The 'real' Bali seems to still exist in this lovely corner of the world and, prior to my trip, I'd made contact with Hery Kusumanegara who is the senior ranger at Bali Barat National Park. A genuinely lovely guy, and with what seems extremely limited resources, tirelessly observes and tracks down the last few remaining Bali Starlings (unfortunately it seems as though it's down to 5 genuinely wild birds left now, at 3 locations within the national park). We got a boat from the jetty at Labuhan Lalang and headed the few km to Bumbrun, the site where Bali Starlings are reintroduced into the wild and where a couple of wild birds (told by their lack of rings) still exist.

one of four reintroduced Bali Starlings seen 'in the wild' on Bumbrun
There were four reintroduced birds – all ringed – showing rather well and typically vocal that were hanging around ‘in the wild’ around the release centre.

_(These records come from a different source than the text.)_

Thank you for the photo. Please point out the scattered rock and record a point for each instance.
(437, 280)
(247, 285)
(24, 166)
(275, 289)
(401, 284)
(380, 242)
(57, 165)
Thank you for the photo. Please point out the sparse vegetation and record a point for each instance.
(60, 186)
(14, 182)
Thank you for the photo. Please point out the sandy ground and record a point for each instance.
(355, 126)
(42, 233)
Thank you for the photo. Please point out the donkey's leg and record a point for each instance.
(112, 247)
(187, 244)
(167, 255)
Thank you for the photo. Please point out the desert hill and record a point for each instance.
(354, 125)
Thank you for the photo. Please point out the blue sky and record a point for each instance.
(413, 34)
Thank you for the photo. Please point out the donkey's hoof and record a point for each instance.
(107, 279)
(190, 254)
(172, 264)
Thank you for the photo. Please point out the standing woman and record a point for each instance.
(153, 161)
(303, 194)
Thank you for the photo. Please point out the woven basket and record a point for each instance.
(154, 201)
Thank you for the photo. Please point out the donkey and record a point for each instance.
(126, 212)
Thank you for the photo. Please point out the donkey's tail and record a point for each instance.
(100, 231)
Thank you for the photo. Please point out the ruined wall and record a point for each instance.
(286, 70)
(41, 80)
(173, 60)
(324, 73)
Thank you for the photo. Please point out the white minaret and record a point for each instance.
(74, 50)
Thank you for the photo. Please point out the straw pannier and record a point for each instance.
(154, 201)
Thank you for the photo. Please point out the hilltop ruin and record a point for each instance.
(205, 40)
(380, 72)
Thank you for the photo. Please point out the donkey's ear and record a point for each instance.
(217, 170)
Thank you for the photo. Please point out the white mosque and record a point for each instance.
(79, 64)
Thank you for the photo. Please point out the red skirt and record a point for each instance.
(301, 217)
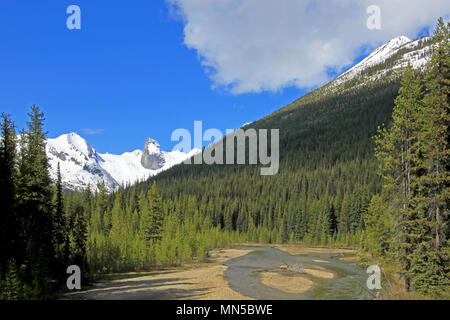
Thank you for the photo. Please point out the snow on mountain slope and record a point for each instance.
(82, 166)
(416, 52)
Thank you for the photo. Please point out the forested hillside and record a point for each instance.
(337, 185)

However, there was no sign of the 1-2 wild, unringed Bali Starlings that still persist in the area. A real shame to have come all this way, to not see a genuinely wild Bali Starling. However, the habitat at Bumbrun is relatively dense coastal dry forest. I’d not known of anyone seeing this species away from this site in recent years either.

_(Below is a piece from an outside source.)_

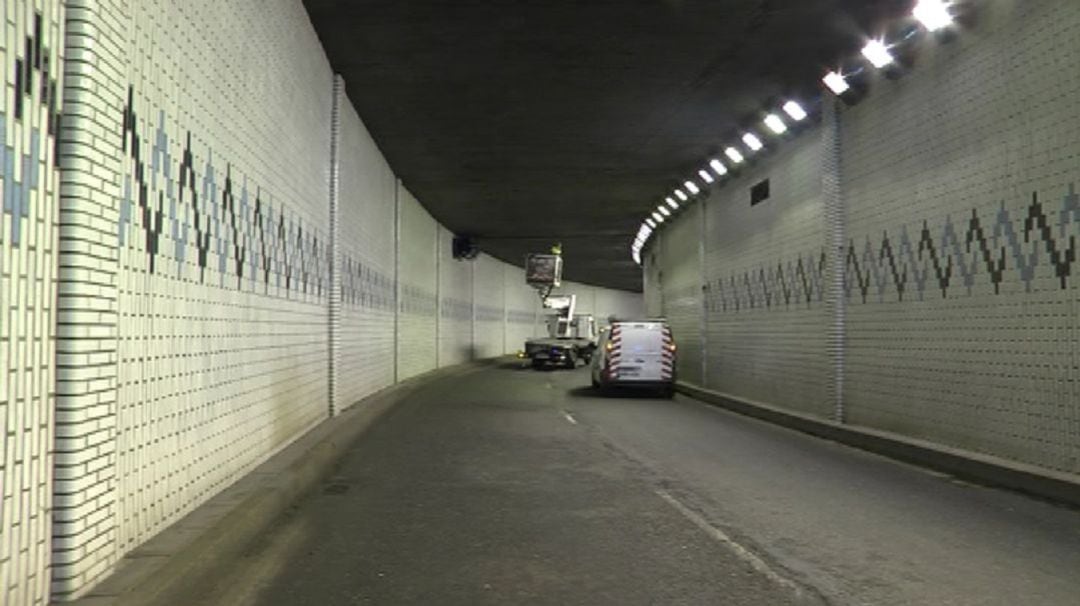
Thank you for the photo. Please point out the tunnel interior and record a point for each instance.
(228, 227)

However, Hery suggested that we bust a move and head back to Labuhan Lalang as he thought we may have a better chance at another site. Just on the outskirts of Gilimanuk, in some pretty marginal habitat where cows were grazing, Hery had discovered a single Bali Starling some 5 months ago. Perhaps it’s a straggler from the nearby monsoon forest? Ever since, one of his volunteers has been helping out and making sure that this bird doesn’t become victim to another bird trapper. For obvious reasons, they try to keep a low profile with local residents while doing their duty.

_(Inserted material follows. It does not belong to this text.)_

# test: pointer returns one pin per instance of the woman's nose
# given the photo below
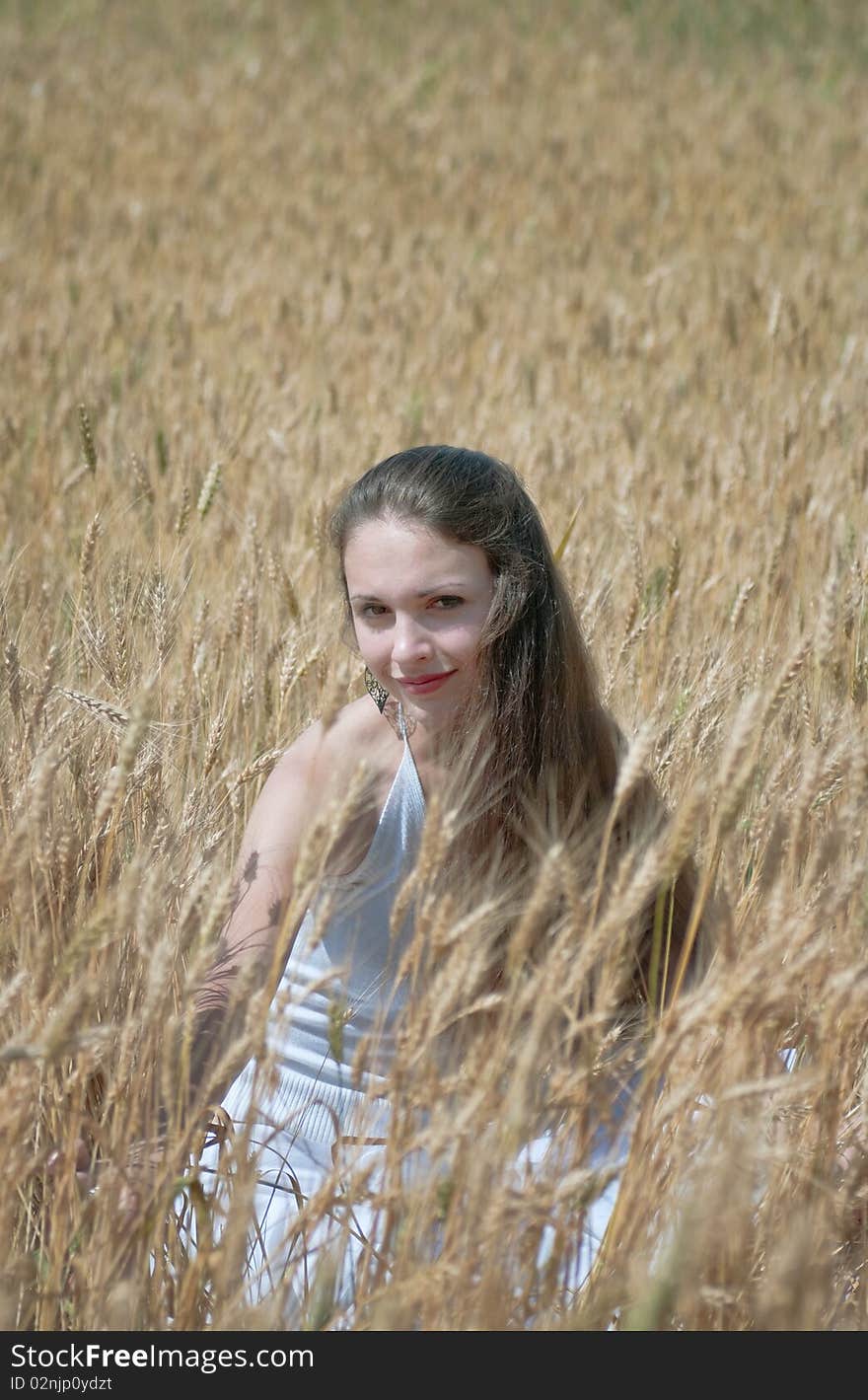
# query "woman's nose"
(410, 640)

Bali Starling habitat near Gilimanuk

Anyway, we got to the site and ditched our motorbike. We took a stroll in the midday sun but there was no sign. Hery’s mate arrived and we had a good look around – plenty of usual suspects such as White-shouldered Trillers, Collared Kingfishers and the like. But then, suddenly, appeared a white blob perched in a distant tree. Bins up, and there is was – a truly wild Bali Starling. Brilliant for me to see, but a bit of a double-edged sword; this lone individual being alone, without a mate, and one of only a handful of this species left that is presumably, within my lifetime, destined for extinction. Compared to the reintroduced birds on Bumbrun, this was a truly wild, skittish bird...
the real deal - one of only a handful of wild Bali Starlings left

Saturday, 13 August 2011

Indonesia - the first few days

Quite a lot has gone on since the last post from Hong Kong. Flying into Surabaya a few days ago, the first thing to do was admire the active volcano that is Mount Bromo. It was excellent, with a decent sunrise, lovely secenery and some pretty sulphurous fumes... but given that a 2km exclusion zone was lifted only a few weeks ago (due to a recent eruption earlier this year), the ash made the area pretty birdless. Apart from a few swiftlets to give me a headache (probably Glossy Swiftlets)!
The journey from Surabaya was filled full of roadside egrets and Javan Pond Herons, though the highlight was a nice Javan Kingfisher - good to see it first on the island after it was named. A few other bits and bobs, with the obligatory Yellow-vented Bulbuls replaced at high altitude (around Bromo) by an Indonesian endemic, Orange-spotted Bulbul.

Scaly-breasted Munia
After just a couple of days on Java, which really didn't do the place justice, it was time to fly on to Denpasar on Bali where I'll be for a while now. After a slow start on the first day (having ditched down for the night in Ubud), I've now been in the northwest of the island for the last 2 days. Too much to write about just now, but privileged to have seen one of the few remaining wild Bali Starling (that was not from the reintroduction scheme) as well as Black-winged Starling, Javan Banded Pitta, Rufous-backed Kingfisher, Fulvous-chested Jungle Flycatcher, Javan Plover, Sunda Teal and a whole lot more.